Photo: Abbi Kemp, Vogue Arabia

A l’origine du projet « The Confused Arab », Sofiane Si Merabet explore en couleurs les concepts d’identité et de nostalgie en Afrique du Nord et au Moyen-Orient.

D’un compte instagram à une plateforme en ligne, le projet de Sofiane Si Merabet, « The Confused Arab » (l’Arabe en proie à la confusion), explore les concepts de nostalgie et d’identité dans la région d’Afrique du Nord et du Moyen-Orient.

Les identités ont toujours été au centre de mes cheminements professionnels et personnels.
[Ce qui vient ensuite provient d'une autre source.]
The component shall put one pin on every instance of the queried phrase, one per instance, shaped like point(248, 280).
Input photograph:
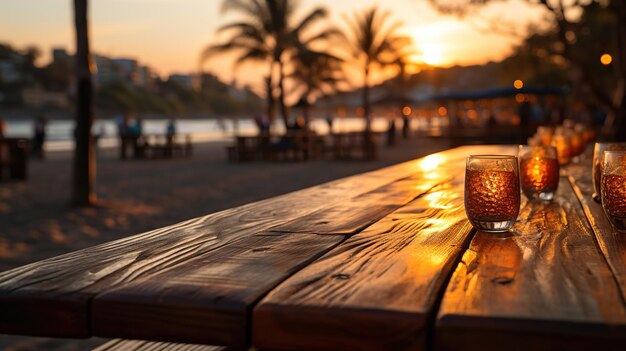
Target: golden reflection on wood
point(544, 285)
point(141, 345)
point(376, 290)
point(612, 243)
point(54, 297)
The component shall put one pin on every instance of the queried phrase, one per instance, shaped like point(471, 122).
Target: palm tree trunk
point(368, 141)
point(281, 85)
point(366, 97)
point(270, 99)
point(84, 162)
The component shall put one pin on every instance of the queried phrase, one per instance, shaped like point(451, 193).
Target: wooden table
point(378, 261)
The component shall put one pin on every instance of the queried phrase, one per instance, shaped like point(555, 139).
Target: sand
point(139, 195)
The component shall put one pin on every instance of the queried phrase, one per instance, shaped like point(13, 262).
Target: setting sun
point(432, 54)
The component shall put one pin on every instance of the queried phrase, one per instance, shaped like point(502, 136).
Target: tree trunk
point(84, 160)
point(620, 123)
point(281, 84)
point(369, 145)
point(366, 97)
point(270, 100)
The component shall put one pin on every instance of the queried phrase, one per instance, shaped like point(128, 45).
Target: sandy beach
point(139, 195)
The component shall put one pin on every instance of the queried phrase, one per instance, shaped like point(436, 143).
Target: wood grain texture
point(612, 243)
point(141, 345)
point(376, 290)
point(208, 299)
point(51, 297)
point(354, 215)
point(544, 286)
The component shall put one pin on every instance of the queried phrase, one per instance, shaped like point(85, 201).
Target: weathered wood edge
point(458, 332)
point(609, 242)
point(324, 326)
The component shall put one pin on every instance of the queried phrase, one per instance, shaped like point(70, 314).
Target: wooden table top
point(378, 261)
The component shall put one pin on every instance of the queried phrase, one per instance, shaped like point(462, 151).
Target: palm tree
point(267, 31)
point(316, 74)
point(374, 42)
point(84, 161)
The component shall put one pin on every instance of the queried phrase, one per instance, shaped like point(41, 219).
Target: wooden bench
point(379, 261)
point(14, 158)
point(142, 345)
point(349, 144)
point(294, 145)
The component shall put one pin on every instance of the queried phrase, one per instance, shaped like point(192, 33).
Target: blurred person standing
point(39, 136)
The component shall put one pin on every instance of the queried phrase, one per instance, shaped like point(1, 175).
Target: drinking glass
point(596, 172)
point(539, 171)
point(561, 142)
point(613, 189)
point(492, 194)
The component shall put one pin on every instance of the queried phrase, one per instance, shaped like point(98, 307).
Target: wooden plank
point(349, 217)
point(376, 290)
point(51, 297)
point(208, 299)
point(352, 216)
point(543, 287)
point(612, 243)
point(142, 345)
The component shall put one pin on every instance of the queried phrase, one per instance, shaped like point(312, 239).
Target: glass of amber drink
point(492, 192)
point(613, 188)
point(598, 154)
point(539, 171)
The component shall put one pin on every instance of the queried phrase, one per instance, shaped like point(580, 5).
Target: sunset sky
point(169, 35)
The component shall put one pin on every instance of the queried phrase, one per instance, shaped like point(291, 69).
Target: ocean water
point(59, 132)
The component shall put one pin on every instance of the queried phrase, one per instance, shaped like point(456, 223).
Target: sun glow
point(433, 54)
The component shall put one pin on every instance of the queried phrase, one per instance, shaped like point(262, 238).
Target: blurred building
point(187, 81)
point(60, 55)
point(9, 72)
point(37, 97)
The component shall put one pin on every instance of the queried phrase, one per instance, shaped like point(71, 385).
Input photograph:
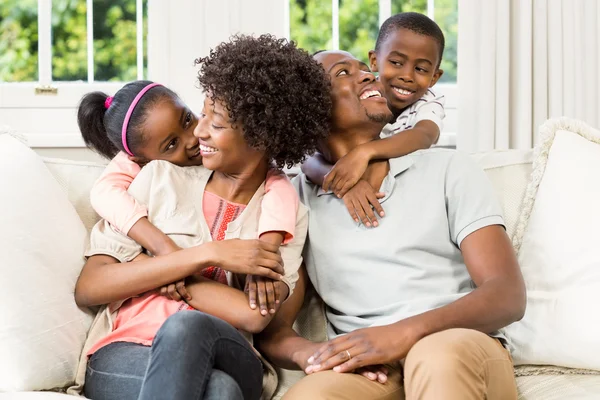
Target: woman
point(266, 101)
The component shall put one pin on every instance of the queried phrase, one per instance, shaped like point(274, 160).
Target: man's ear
point(373, 61)
point(438, 74)
point(141, 161)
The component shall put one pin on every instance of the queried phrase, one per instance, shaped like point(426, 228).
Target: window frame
point(63, 96)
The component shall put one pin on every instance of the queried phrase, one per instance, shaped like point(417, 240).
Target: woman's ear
point(141, 161)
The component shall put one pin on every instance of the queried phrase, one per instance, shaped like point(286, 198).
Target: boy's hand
point(346, 172)
point(266, 290)
point(360, 202)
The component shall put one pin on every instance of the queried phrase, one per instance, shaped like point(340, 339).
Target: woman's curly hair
point(278, 92)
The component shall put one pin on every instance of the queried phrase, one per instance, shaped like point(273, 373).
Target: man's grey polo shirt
point(412, 262)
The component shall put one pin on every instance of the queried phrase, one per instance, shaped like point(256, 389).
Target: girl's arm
point(110, 199)
point(315, 168)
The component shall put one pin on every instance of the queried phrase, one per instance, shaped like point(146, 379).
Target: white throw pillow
point(558, 245)
point(42, 241)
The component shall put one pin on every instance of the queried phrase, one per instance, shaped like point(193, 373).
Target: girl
point(143, 345)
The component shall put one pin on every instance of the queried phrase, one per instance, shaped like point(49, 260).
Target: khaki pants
point(457, 364)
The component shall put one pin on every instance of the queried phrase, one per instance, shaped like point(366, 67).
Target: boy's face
point(407, 65)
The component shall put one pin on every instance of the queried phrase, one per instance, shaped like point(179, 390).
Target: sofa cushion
point(556, 240)
point(76, 178)
point(42, 241)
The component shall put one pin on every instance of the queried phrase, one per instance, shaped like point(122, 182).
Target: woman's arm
point(104, 279)
point(279, 342)
point(229, 304)
point(279, 209)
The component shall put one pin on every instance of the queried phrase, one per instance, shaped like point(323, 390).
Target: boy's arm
point(350, 168)
point(422, 136)
point(110, 199)
point(316, 168)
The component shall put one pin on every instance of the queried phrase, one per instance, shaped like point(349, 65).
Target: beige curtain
point(521, 62)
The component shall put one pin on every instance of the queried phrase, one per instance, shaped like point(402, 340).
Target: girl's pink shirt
point(110, 199)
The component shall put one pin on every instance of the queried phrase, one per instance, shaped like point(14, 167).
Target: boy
point(407, 55)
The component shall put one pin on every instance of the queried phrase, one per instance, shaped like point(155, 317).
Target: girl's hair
point(276, 91)
point(100, 118)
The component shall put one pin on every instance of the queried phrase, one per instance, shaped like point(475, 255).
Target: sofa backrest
point(508, 170)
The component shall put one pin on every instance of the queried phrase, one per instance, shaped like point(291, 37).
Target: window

Quand on rencontre quelqu’un, on ne rencontre pas seulement une personne mais il faut aussi lire ou comprendre les multiples niveaux de ses identités.

Photo : The Confused Arab

Né en France au sein d’une famille d’origine algérienne, Sofiane Si Merabet visite chaque été l’Algérie et développe ce qu’il décrit comme étant une « nostalgie de la terre perdue » à travers la perception de sa famille, et devient progressivement de plus en plus intéressé par le pays et l’Afrique du Nord. Après des études en sciences politiques et en business en France et en Espagne, il débute une carrière en marketing entre Paris et Dubaï. Il travaille pour L’Oréal et LVMH pendant 11 ans puis décide de fonder sa propre agence créative, Karta.

On voyage autour du monde parce qu’on ne peut pas voyager dans le temps

Photo : The Confused Arab

Vivant à Dubaï depuis près de 9 ans, il épouse de nombreuses identités liées à son propre parcours au sein de différentes cultures, malgré la confusion que pouvaient engendrer ses identités multiples. De là naquit The Confused Arab, qui remet en question de manière visuelle son environnement, ses souvenirs familiaux et son patrimoine.

« La confusion n’est pas une mauvaise chose. Elle est souvent la première réaction franche pour quiconque engagé dans un processus créatif.  Nous sommes en proie à la confusion parce que nous sommes curieux d’en savoir plus à propos de qui nous sommes et où nous allons. Nos sommes en proie à la confusion car on observe des changements contradictoires, des raisons de pleurer et encore plus de sourire, et on croit que notre diversité devrait nous aider à écrire un nouveau futur. »

Il développe avec le projet son univers marqué par une esthétique colorée, tout en questionnant tout au long de l’aventure comment utiliser le sentiment de nostalgie dans le but de créer de nouveaux futurs dans la région d’Afrique du Nord et du Moyen-Orient. Il nomme ce concept le « futur de la nostalgie ».

C’est ainsi qu’il met en place sa première installation, le Salon ou Hammam de demain, exposée à la Sikka Art Fair de Dubai et à Londres, dans le cadre d’une exposition sur le Pop Art d’Afrique du Nord.

Photo: Abbi Kemp, Vogue Arabia

Un hommage à ses origines (sa grand-mère était propriétaire d’un hammam en Algérie), le concept est revisité et fusionné avec celui d’un salon de beauté et allie différents éléments du passé et du futur pour actualiser un hammam souvent relégué à un temps révolu.

Les oeuvres de quatre artistes complètent l’installation: l’artiste franco-algérienne Amel Benaoudia mobilise des photos de famille pour souligner comment on sélectionne les souvenirs, l’artiste algéro-bulgare Meryem Meg modernise le zellige, l’artiste algérien Walid Bouchouchi incorpore ses calligraphie arabes futuristes, tandis que l’artiste libanais Ali Chaaban est à l’origine de la vision d’un salon dans une planète du futur. L’installation pose alors la question cruciale : « Dans votre voyage vers le futur, qu’emporterez-vous? ».